Crucially, some theories for influenza seasonality produce testable phylogenetic hypotheses. On one hand, if influenza A virus persists locally over the summer in a latent state, then isolates sampled over multiple seasons from a single locality would cluster together on a phylogenetic tree, separate from isolates from other geographic regions (Figure 1). Alternatively, if the virus did not evolve in situ between epidemic seasons, but rather traveled globally between epidemics, then the resulting phylogeny would show extensive intermixing of isolates from different localities. To determine whether influenza virus migrates away between the northern and southern hemispheres during non-epidemic summer months, or remains there latently, we conducted an extensive phylogenetic analysis of 399 whole-genome A/H3N2 influenza A viruses sampled from New Zealand (most commonly Canterbury, South Island) from 2000 to 2005 (six seasons), 88 viral genome sequences from Australia (most commonly Western Australia) from 1999 to 2005 (seven seasons), along with a carefully selected sub-sample of 52 isolates that are representative of the clades present in a larger sample of 413 viruses from New York state, United States, collected between 1998 and 2005 and analyzed previously [7]. Given the relative geographic isolation and low population densities of New Zealand's South Island and Western Australia, as well as sampling limitations, this analysis provides a conservative estimate of the extent of cross-hemisphere migration occurring during this time period.

Download:

Figure 1. Models for the Global Evolution of Influenza Virus

Two phylogenetic hypotheses depicting the evolution of A/H3N2 influenza virus by (A) global migration, in which isolates from adjacent seasons in the northern and southern hemispheres are interspersed topologically, or by (B) reactivation of latent virus, in which isolates from the northern hemisphere give rise, in situ, to isolates that circulate in the same locality the next season, and thus are topologically linked (likewise for southern hemisphere viruses).

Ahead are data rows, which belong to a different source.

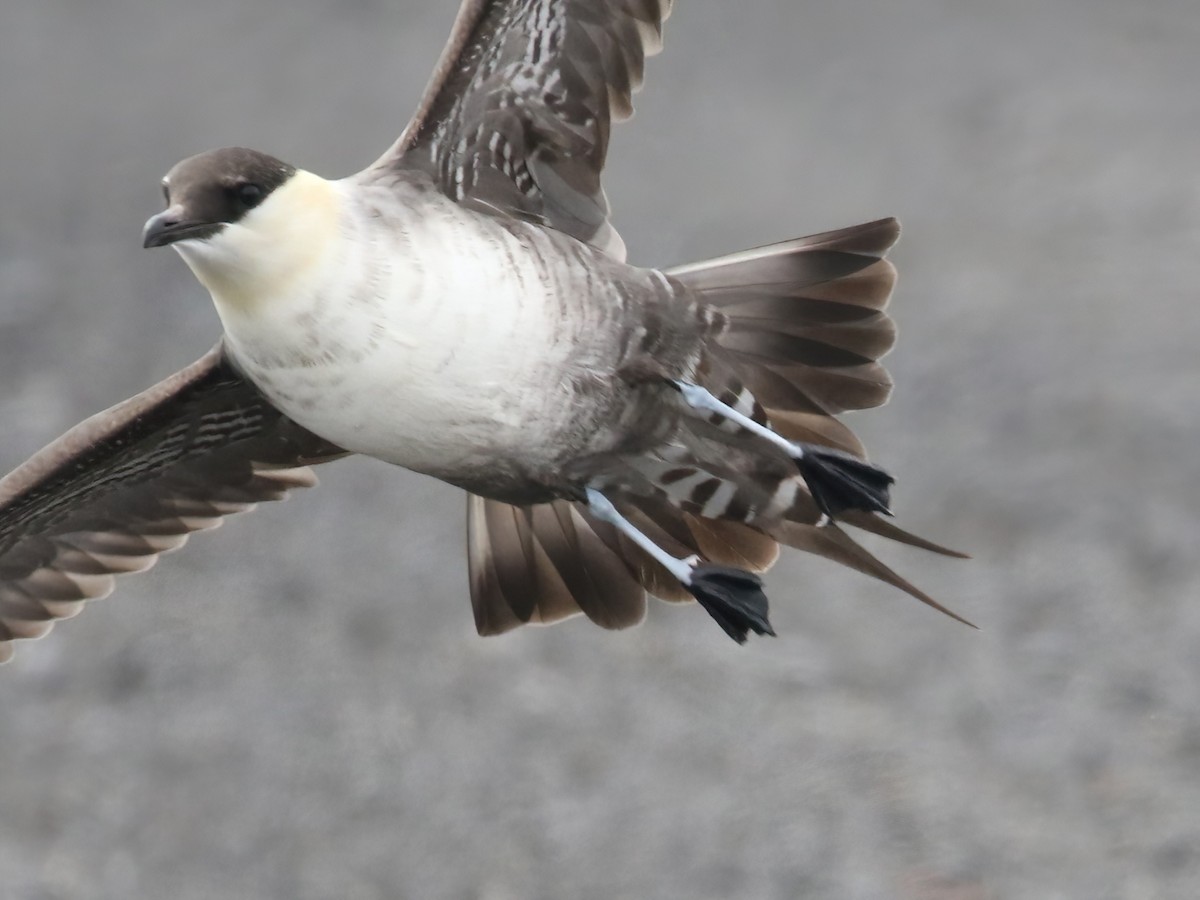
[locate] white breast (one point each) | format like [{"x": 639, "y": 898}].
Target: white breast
[{"x": 424, "y": 335}]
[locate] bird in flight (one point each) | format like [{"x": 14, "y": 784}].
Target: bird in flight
[{"x": 462, "y": 307}]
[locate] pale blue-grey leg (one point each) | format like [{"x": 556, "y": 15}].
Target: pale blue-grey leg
[
  {"x": 603, "y": 509},
  {"x": 703, "y": 400},
  {"x": 838, "y": 481},
  {"x": 732, "y": 597}
]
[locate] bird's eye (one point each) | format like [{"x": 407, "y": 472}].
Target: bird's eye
[{"x": 250, "y": 195}]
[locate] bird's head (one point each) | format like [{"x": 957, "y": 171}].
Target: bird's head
[{"x": 245, "y": 222}]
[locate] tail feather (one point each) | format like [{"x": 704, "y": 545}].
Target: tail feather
[
  {"x": 807, "y": 313},
  {"x": 802, "y": 331}
]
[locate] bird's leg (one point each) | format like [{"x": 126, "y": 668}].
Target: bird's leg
[
  {"x": 838, "y": 481},
  {"x": 732, "y": 597}
]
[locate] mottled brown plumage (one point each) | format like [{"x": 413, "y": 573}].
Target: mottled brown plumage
[{"x": 514, "y": 130}]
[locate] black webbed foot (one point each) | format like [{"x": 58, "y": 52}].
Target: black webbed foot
[
  {"x": 732, "y": 597},
  {"x": 840, "y": 481}
]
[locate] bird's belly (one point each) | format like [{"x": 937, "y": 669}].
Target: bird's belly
[{"x": 483, "y": 389}]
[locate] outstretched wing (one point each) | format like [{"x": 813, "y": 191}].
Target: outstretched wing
[
  {"x": 516, "y": 117},
  {"x": 133, "y": 481}
]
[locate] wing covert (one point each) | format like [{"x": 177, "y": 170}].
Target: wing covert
[
  {"x": 517, "y": 114},
  {"x": 133, "y": 481}
]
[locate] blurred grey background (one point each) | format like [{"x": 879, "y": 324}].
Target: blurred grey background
[{"x": 297, "y": 705}]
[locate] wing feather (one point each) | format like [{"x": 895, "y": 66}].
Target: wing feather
[
  {"x": 132, "y": 483},
  {"x": 517, "y": 114}
]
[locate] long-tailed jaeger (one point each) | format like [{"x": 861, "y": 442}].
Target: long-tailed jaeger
[{"x": 462, "y": 307}]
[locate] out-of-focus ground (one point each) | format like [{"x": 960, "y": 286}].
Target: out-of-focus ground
[{"x": 297, "y": 706}]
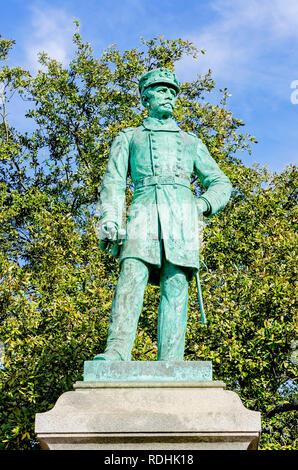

https://doi.org/10.1371/journal.ppat.0030131.g001

Results

Extensive Viral Genetic Diversity in Australia and New Zealand

Populations of A/H3N2 influenza virus in Australia and New Zealand from 1999 to 2005 exhibit extensive genetic diversity across the entire genome (Figures 2–4), comparable to the diversity observed previously in New York state [7] (in all phylogenies, clades from Australia are shaded blue, those from New Zealand in green, those from New York state in orange, and global isolates in pink). In particular, multiple viral clades co-circulate during each influenza season in New Zealand and Australia, defined as clusters of isolates with high bootstrap support (>70%), or which are separated by exceptionally long branches (Table 1). As with the New York state data, these viruses were collected in the context of seasonal surveillance efforts in Australia and New Zealand and therefore likely provide a representative sample of the overall genetic composition of the viral populations.

Download:

Figure 2. Phylogenetic Relationships of the NA Gene of A/H3N2 Influenza Viruses Sampled from New York State (n = 52), New Zealand (n = 51), Australia (n = 45), and Globally (n = 22) from 1998 to 2005, Estimated Using ML

Viral isolates from New York state are highlighted in orange, isolates from New Zealand in green, isolates from Australia in blue, and global isolates in pink. Light yellow rectangles identify viral clades, with numbers in white boxes giving bootstrap values for key nodes (>70%). To clarify reassortment events, capital letters in blue refer to clades that appear in section I of the tree (denoted in pink) on the phylogeny of the concatenated six non-surface glycoproteins; lowercase letters in red refer to clades contained within section II (denoted in light green); and lowercase roman numerals in dark green refer to clades outside sections I and II. Bootstrap values highlighted in yellow identify nodes that define a cross-hemisphere migration event. The tree is rooted by isolate A/New York/327/1999 from the 1998–1999 season (i.e., the earliest sampled isolate), and all horizontal branch lengths are drawn to a scale of nucleotide substitutions per site.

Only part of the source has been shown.